A few recipes


Here are some of the things we’ve eaten the past couple days. For my birthday, we had homemade pizza. It was awesome! Here is the recipe for the crust, courtesy of my friend Michelle B.

1 pkg dry yeast (1 TBS)
1 tsp sugar
1 c warm water
Approx 2 c flour
1 tsp salt
1 TBS olive oil

Mix – add more flour until dough is not sticky. Knead until smooth, adding more flour as needed Stretch into a greased and floured 9×13 pan (this is the easiest – you can also separate it into 2, 12″ pans). No need to allow to rise. Add toppings.

Bake at 400 degrees for 15-20 minutes. Keep an eye on it.

This dough was super. We used a can of tomato puree (sauce) and added some oregano and fresh garlic for the sauce. That was quite tasty as well. Top as you like!

A kind of funny side note. Today I decided to use the rest of the sauce to make noodles for me and the kids. I made the noodles, grated some more parm cheese, got the sauce ready and was prepared to have a lovely lunch. I walked outside with my bowl and hear both kids complaining inside that the food was gross. Seriously, not again. They are such whiners. Then I took a bite and It. Was. Horrible. Seriously. It was bad. I think that the fresh garlic maybe got a little rancid or something, but it was so bad. We dumped it all out. Nasty.

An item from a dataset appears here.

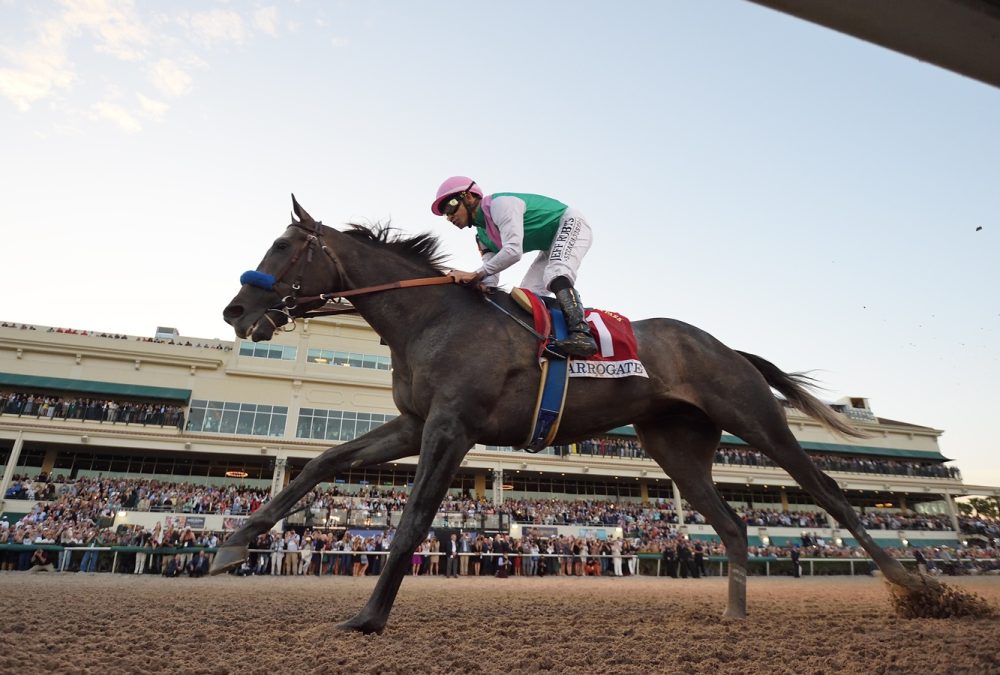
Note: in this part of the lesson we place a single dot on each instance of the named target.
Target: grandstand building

So last night was great, lunch was gross and then I had big plans for dinner tonight: BBQ chicken and fresh homemade rolls. Here is the recipe for the rolls, also from Michelle.

No-Knead Rolls
2 cups warm water (105 to 115 degrees)
·  2 packages (1/4 ounce each) active dry yeast
·  1/4 cup sugar
·  4 tablespoons butter, melted, plus more for pan and brushing
·  2 large eggs, lightly beaten
·  1 1/2 teaspoons salt
·  6 cups all-purpose flour (spooned and leveled), plus more for shaping dough
Directions
  1. Pour warm water into a large bowl; sprinkle with yeast, and let stand until foamy, about 5 minutes.
  2. Add sugar, butter, eggs, and salt; whisk to combine. Add flour; mix until incorporated and a sticky dough forms. Brush top of dough with butter; cover bowl with plastic wrap, and set aside in a warm place until dough has doubled in bulk, about 1 hour.
  3. Turn dough out onto a well-floured work surface. With floured hands, roll dough into a thick log. Cut into 18 equal pieces (halve log, cut each half in thirds, then cut each piece into thirds again).
  4. Brush a 9-by-13-inch baking pan with butter. One at a time, flatten each piece of dough, then fold edges toward the center, pressing to secure, until a smooth ball forms. Place dough balls in prepared baking pan, smooth side up (you should have 3 rows of 6). Cover loosely with plastic wrap, and let rise in a warm place until doubled in bulk, 30 to 40 minutes. (Alternatively, refrigerate, at least 4 hours and up to 1 day.)
  5. Preheat oven to 400 degrees. Remove plastic wrap; brush rolls with butter. Bake until golden and rolls sound hollow when tapped on bottom, 35 to 40 minutes (tent with aluminum foil if browning too quickly). Pull rolls apart, and serve warm
Apparently a convection oven cooks bread MUCH faster. I checked the rolls after about 15 minutes and they were dark brown on top. I took them out to cover them with foil and realized they already sounded hollow, so I dumped them onto a plate and, sure enough, they were done. They were ok, but the crumb (I think that’s the right word) was not right. Kind of a too dry. Some of my measurements might have been a tad bit off, but I’m doing the best I can!
I had made a bbq sauce from a Reader’s Digest magazine. It was from Paula Deen’s sons. Sorry Paula, but your boys are NOT you! It was just too sweet and tangy. So, if anyone has a good recipe for bbq sauce, send it my way!  Part of the problem could just be that the ingredients out here, even though they say they are the same thing (molasses, ketchup…) might just be a little different than what you’d get in the states. Who knows?
The kids really liked the bread, Tyson liked the chicken, and Jori ate it because I told her she’d be heading right to bed if she whined about the food. Darin was not here to enjoy dinner with us because he is off helping to fight a fire in the veld. Not sure when he’ll be home.

Comments

Chanell said…
This is a BBQ recipe from a gf of mine...it makes a HUGE batch, but you can store it forever. http://christyvanderwall.blogspot.com/2010_08_01_archive.html
Anonymous said…
my mouth is watering thinking of those rolls... convection does cook faster, here's a couple tips I found online:
If your original conventional recipe baking time is less than 15 minutes, keep the original baking time but reduce the temperature by 25-30 degrees F.
Convection ovens cook 25-30% faster so you can either reduce the baking time or the temperature (10-25 degrees), the website I read suggests doing both.